The messaging wars may just turn into a messaging massacre

messaging wars
Image credit | Everett Collection, Inc

The messaging wars were heating up before COVID-19 changed the world. Now, the arena has become more intense still and could well up end up in a complete massacre.

It is now becoming clear that a new normal will emerge from the current situation. The advantages of working from home, the efficiencies and cost savings are simply too good to change straight back to the old normal.

This means, as others have said, that the new digital battle will be fought in the world of communications for remote workforces.

Messaging is in the frontline.

MobileSquared, for example, is estimating that WhatsApp Business will enjoy unprecedented growth over the next few years. The company predicts growth for the platform of an eye watering 5,400%, taking companies using the messaging platform’s API from 992 today, to 55,000 in 2024, generating revenues of $3.6 billion. The company believes that WhatsApp Business will be the ‘go to’ platform, leveraging the 2 billion WhatsApp users, for customer services enquiries from the user base.

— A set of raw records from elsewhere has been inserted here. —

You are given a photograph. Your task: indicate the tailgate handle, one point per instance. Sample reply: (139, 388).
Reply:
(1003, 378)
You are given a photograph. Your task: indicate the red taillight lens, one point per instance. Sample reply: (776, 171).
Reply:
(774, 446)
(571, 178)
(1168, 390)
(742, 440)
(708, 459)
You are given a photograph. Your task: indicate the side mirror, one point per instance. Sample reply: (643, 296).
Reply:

“What we expect to emerge in the coming years is that outbound A2P traffic will centre on SMS and RCS, with inbound P2A traffic split between WhatsApp, ABC and RCS – with WhatsApp likely to become a dominant force.” says Gavin Patterson, chief data analyst at Mobilesquared.

What this demonstrates, perhaps, is that the messaging wars will not be straightforward. WhatsApp Business will grow on the success of WhatsApp for everyone. And given the ownership structure, and Facebook introducing a desktop version of Messenger ‘out of the blue,’ this might feed into the success of WhatsApp Business even more.

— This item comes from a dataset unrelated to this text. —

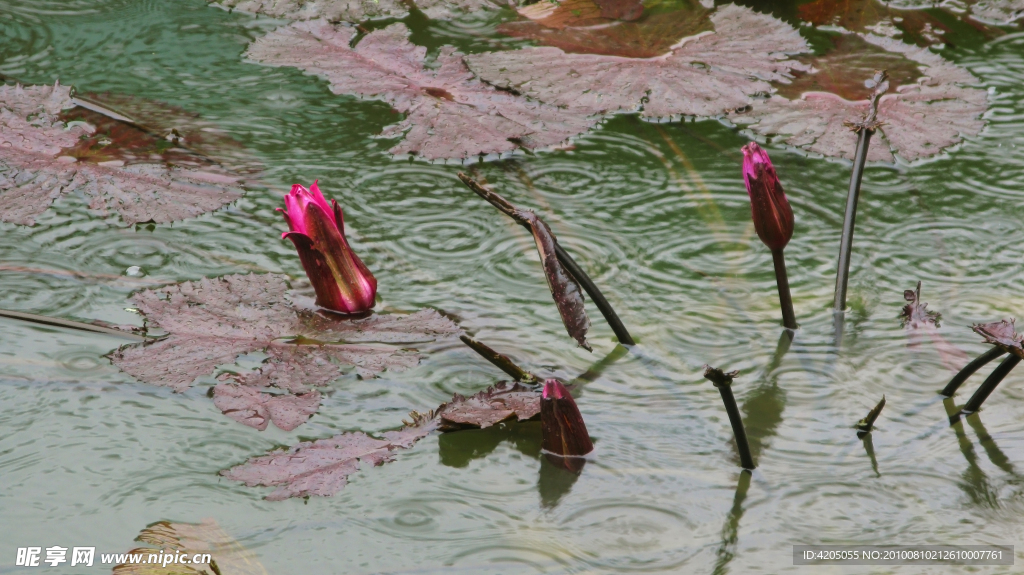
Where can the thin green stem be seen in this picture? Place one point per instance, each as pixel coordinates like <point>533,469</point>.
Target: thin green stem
<point>784,298</point>
<point>993,380</point>
<point>970,369</point>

Ranged against these established giants are messaging and communications apps such as Slack, which of course has benefitted from the virus and as long as it can manage the extraordinary growth, will be a serious contender in the messaging wars. Zoom, of course, is under serious observation.

Then, too, there are others emerging, including (it might now be said) RCS, the innovative messaging application developed by committee for telcos, by telcos (see innovation committee).

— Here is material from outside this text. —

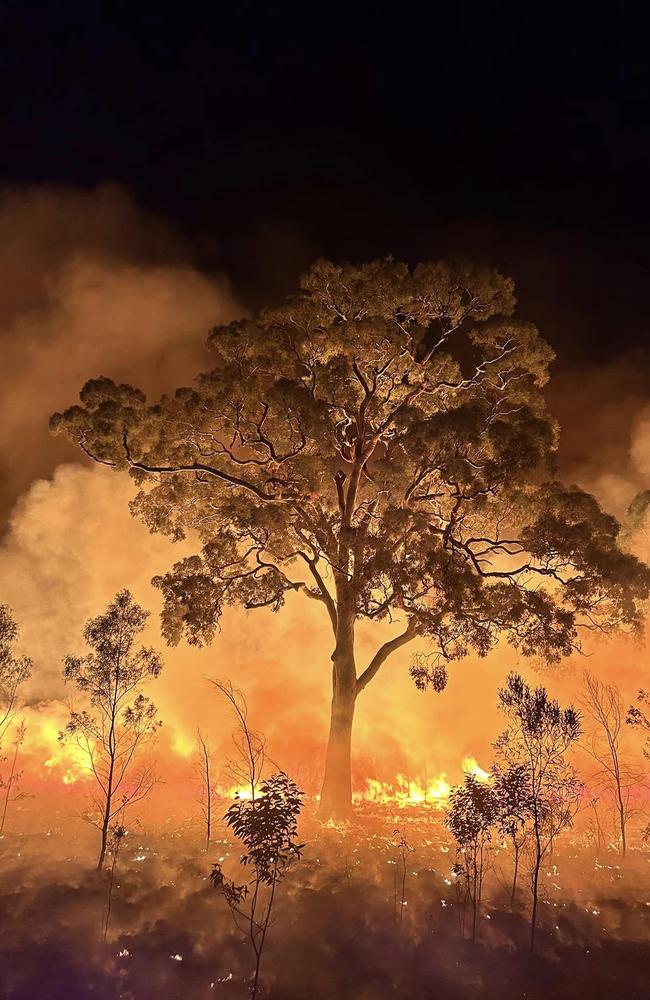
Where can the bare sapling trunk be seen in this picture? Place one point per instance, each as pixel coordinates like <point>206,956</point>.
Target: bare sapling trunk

This heightened competition can only be good for customers, in the long run. Messaging apps will attract customers through the functionality, stability and scalability of the platform and how it manages pricing. The sad thing is that some will not make it, however innovative they might be.

One thing is for sure. Once the messaging wars die down and the new normal emerges, the various platforms will look very different to the ones we have today.